LMU: LMU receives funding for four Collaborative Research Centres

In the latest round of grants by the German Research Foundation (DFG), LMU has obtained funding for four large research alliances in conjunction with its partner universities.

A new CRC/Transregio (TRR) called “Neutrophils: Origin, Fate & Function” is to be established. LMU jointly applied for this CRC with the Universities of Münster and Duisburg-Essen. The new CRC will be funded for an initial period of four years, starting from July 1, 2022. Within the new CRC/TRR, scientists will carry out research into specialized immune cells known as neutrophils. The most common white blood cells in human blood, neutrophils have in addition to their primary task of warding off harmful microorganisms a variety of other functions, which have been insufficiently researched before now. Scientists in the research alliance will investigate these under-explored functions and the versatility of these important immune cells. Among other things, they want to understand how the tasks and functions of the neutrophils are influenced in the context of physiological and pathophysiological processes. In a translational approach, the results of the project are to find their way into clinical application and potentially open up new therapy options.
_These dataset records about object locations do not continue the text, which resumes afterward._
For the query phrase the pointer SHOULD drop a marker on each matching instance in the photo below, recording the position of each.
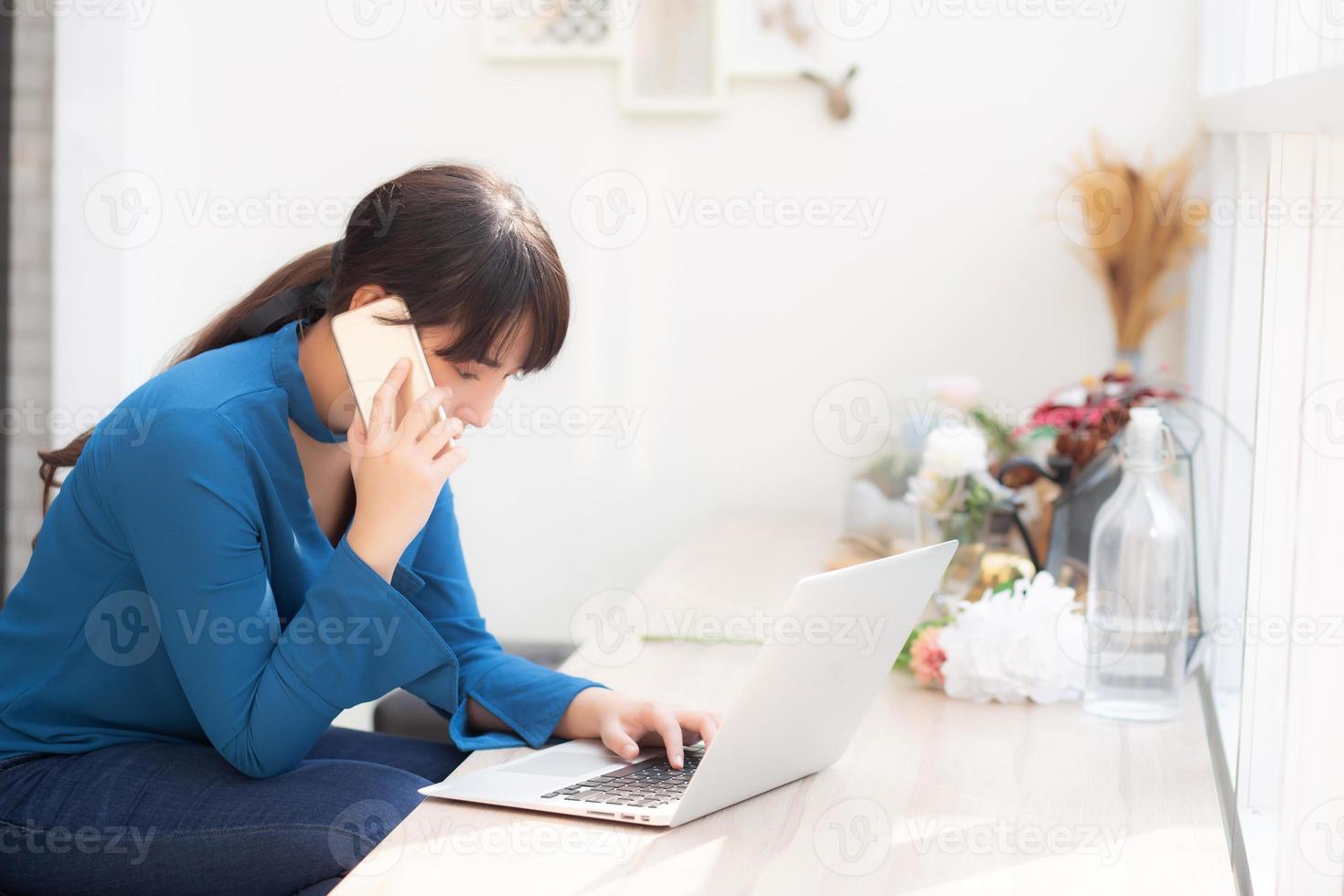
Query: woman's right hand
(398, 477)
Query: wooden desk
(934, 795)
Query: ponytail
(228, 328)
(456, 242)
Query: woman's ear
(366, 294)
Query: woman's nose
(474, 415)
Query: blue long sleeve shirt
(182, 590)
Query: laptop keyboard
(649, 784)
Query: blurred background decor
(1135, 229)
(557, 31)
(1020, 641)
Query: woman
(234, 559)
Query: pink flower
(926, 657)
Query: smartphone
(368, 348)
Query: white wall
(723, 338)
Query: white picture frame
(672, 59)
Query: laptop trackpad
(562, 763)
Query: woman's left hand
(624, 723)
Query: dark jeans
(176, 818)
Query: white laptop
(797, 710)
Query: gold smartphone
(368, 348)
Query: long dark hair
(461, 246)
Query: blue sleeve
(527, 698)
(188, 509)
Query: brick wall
(30, 283)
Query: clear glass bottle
(1137, 586)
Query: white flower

Spokesperson of the alliance is Prof. Oliver Söhnlein from the University of Münster, while the LMU spokesperson and CRC/TRR vice-spokesperson is Prof. Barbara Walzog from LMU’s Biomedical Center Munich. Furthermore, the Technische Universität Dresden and the Leibniz Institute for Analytical Sciences in Dresden are involved in the CRC/TRR as associated institutions. Overall, the project will receive some 11.5 million euros in funding, with 2.2 million euros going to LMU.

Three successful Collaborative Research Centres at LMU have funding extended
In addition to the establishment of the new CRC/Transregio, the German Research Foundation (DFG) also approved the continuation of three Collaborative Research Centres located at LMU:

TRR 152 “Maintenance of Body Homeostasis by Transient Receptor Potential Channel Modules” has been extended for the second time. This CRC analyzes how our bodies maintain important parameters such as body temperature, blood pressure and blood sugar level within an optimal range despite changing environmental conditions. In the CRC, the researchers investigate the physiology and pathophysiology of so-called TRP ion channels, which play a key role in these processes. Spokesperson of the CRC is Prof. Thomas Gudermann, Chair and Head of the Walther Straub Institute of Pharmacology and Toxicology. The project has been awarded 12 million euros in funding, with 6,6 million euros going to LMU.

CRC 1123 “Atherosclerosis: Mechanisms and Networks of Novel Therapeutic Targets” has also been extended for the second time. The goal of the scientists in this CRC is to investigate the molecular mechanisms in the genesis and progression of atherosclerosis and to improve the identification and validation of relevant therapeutic target candidates. Ultimately, the researchers hope to find target structures and therapeutic options that do not impair healthy immune defense or metabolic homeostasis. Spokesperson for the CRC is Prof. Christian Weber, Director of the Institute for Cardiovascular Prevention (IPEK) at University of Munich Hospital. Funding of 14.5 million euros has been awarded.

CRC 1309 “Chemical Biology of Epigenetic Modifications” has also received funding to continue its work. This CRC is concerned with small chemical modifications in biomolecules, which play a decisive role in the regulation of numerous life processes. Its goal is to elucidate the chemical language of these epigenetic modifications and better understand their genesis and function, thus also opening up new opportunities for the treatment of diseases. Spokesperson of the CRC is Prof. Thomas Carell, Chair of Organic Chemistry in the Department of Chemistry at LMU. The CRC has been awarded 12.3 million euros in funding.